Search code examples
algorithm

Find the mth largest element


Given an array of n integers, the values in array are 1 to n in any order.

Given another integer m as input.

Now pick the first m items from array (a sub-array of above array) and find the mth largest element from this sub-array.

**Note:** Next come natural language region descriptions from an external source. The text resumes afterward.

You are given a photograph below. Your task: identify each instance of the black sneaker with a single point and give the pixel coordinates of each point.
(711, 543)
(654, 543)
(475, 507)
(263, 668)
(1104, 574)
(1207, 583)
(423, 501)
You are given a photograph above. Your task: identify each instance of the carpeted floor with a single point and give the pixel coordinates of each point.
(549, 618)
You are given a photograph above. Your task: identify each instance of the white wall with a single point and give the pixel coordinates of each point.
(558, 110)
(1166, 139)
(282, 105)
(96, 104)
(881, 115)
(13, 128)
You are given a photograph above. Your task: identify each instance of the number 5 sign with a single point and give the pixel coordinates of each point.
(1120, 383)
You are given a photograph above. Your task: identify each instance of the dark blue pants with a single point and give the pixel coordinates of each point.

Next pick the first m+1 items from array and find the mth largest element from this sub-array

so on.. till sub-array holds all n items.

Example:

n = 4
arr = [4,2,1,3]
m = 2

Result:

[2,2,3]

Explanation:

a) m items = [4,2] , mth largest = 2nd largest = 2
b) m+1 items = [4,2,1], 2nd largest = 2
c) m+2 items = [4,2,1,3], 2nd largest = 3

so result is [2,2,3]

This is my code:

static List<Integer> solve(List<Integer> arr, int m) {
   List<Integer> result = new ArrayList<>();
   int n = arr.size();
   for(int i=m; i<=n; i++) {
    List<Integer> sub = arr.subList(0, i);
    Collections.sort(sub, Collections.reverseOrder());
    result.add(sub.get(m-1));
   }
   return result;
}

I want to optimize it so it takes less time to run, what is the correct approach to solve this?


Solution

  • Linear:

    1. create a length n+1 bitvector and set the m bits corresponding to the first m integers. keep track of the smallest integer you've seen so far and set i to this value, and put i in your answer array.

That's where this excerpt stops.